Et maintenant, il était à l’hôpital, et je ne savais pas s’il allait…

Emhé copine
Emça te dit des 🍣🍣🍣 ce soir ?

J’observai les petits émojis des sushis, ces minuscules images sans prétention qui m’épargnaient de mes pensées.

La dernière chose que je voulais faire était de sortir en public. Mes couvertures me soufflaient des mots doux à l’oreille, en me promettant le silence et l’obscurité.

Mais peut-être que sortir était exactement ce qu’il me fallait. Même si c’était pour échapper à mes pensées pendant une soirée.

Afin d’échapper au souvenir de Xavier qui me fusillait du regard avec ses yeux bleu métallique…

AngelaOK, rdv à l’endroit habituel dans 40 min
Emouiiiiiiiiiiiii 🐟

« T’es trop bien pour Curixon de toute façon », dit Em en avalant un autre sashimi au saumon.

Je trempai mon propre nigiri au thon dans la sauce soja, en émettant un son évasif. « Je pige toujours pas, murmurai-je.

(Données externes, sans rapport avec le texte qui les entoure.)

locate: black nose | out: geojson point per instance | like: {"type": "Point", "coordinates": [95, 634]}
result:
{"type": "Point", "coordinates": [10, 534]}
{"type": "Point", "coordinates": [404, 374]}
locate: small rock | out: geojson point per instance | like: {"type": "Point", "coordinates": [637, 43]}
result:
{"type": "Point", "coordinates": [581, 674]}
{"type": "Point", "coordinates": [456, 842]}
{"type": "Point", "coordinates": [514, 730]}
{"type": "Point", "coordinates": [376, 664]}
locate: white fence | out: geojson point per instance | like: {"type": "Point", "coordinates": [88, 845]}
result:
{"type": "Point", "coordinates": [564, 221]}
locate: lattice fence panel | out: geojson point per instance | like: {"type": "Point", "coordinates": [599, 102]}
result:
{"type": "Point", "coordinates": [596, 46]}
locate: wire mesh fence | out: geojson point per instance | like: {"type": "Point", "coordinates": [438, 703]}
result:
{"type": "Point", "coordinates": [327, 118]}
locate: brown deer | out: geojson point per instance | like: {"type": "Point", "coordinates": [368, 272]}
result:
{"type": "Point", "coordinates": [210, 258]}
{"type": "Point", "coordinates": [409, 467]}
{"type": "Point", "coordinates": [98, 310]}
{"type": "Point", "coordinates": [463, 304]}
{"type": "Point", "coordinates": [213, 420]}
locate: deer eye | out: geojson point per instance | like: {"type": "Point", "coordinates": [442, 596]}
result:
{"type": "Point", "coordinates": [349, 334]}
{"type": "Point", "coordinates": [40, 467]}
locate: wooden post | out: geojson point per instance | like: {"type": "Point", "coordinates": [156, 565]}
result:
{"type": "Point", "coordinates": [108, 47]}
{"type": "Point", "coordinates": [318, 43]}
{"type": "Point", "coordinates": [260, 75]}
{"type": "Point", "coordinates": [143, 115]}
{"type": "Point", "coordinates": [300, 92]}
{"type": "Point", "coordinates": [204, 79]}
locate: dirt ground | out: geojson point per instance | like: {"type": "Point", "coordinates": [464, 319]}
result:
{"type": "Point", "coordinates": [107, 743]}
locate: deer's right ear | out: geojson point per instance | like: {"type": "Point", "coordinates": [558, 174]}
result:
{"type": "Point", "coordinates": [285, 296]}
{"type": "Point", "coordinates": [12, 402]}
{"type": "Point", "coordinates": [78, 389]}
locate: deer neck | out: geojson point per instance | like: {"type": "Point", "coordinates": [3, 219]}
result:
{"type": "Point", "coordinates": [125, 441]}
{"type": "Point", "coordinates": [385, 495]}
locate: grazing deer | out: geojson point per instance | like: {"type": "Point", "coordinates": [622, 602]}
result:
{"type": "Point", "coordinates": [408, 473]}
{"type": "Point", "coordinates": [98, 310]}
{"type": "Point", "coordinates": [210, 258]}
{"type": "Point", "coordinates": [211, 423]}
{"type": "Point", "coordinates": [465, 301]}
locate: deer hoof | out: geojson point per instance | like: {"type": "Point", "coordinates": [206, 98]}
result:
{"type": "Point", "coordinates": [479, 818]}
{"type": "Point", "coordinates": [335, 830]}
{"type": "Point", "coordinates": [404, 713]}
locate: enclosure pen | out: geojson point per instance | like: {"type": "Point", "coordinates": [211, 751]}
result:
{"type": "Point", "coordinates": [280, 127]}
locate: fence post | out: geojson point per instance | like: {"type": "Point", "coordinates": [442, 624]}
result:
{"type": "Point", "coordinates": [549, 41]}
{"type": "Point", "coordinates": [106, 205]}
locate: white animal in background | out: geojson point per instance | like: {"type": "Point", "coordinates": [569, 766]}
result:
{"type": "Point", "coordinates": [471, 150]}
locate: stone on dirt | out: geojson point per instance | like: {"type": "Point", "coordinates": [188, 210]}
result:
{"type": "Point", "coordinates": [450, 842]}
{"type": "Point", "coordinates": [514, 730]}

J’ai eu un sentiment tellement bon après mes entretiens. »

« Eh bien, dommage pour eux. » Em attrapa une assiette de sushis au saumon du tapis roulant devant nous. Elle accumulait rapidement une petite tour d’assiettes vides à côté d’elle.

Je mâchai ma nourriture sans la savourer du tout.

Si Curixon avait marché comme prévu, peut-être que je ne me serais pas retrouvée à me fiancer à un milliardaire haineux…

Mes yeux vagabondèrent paresseusement au-dessus du tapis qui roulait lentement devant moi. J’avais tant de choix, mais aucun d’eux ne me tentait vraiment.

Em plaça un roll au saumon dans mon assiette vide. « Bref, on n’est pas venu ici pour se morfondre. » Elle me sourit, et je ne pus m’empêcher de sentir mon moral remonter un peu. « Joyeux Pre-Giving. »

« Joyeux Pre-Giving », répondis-je, puis on trinqua ensemble avec nos sushis avant de les avaler.

Chaque année, Em et moi prenions notre propre repas pré-Thanksgiving avant de retourner le fêter dans nos familles respectives.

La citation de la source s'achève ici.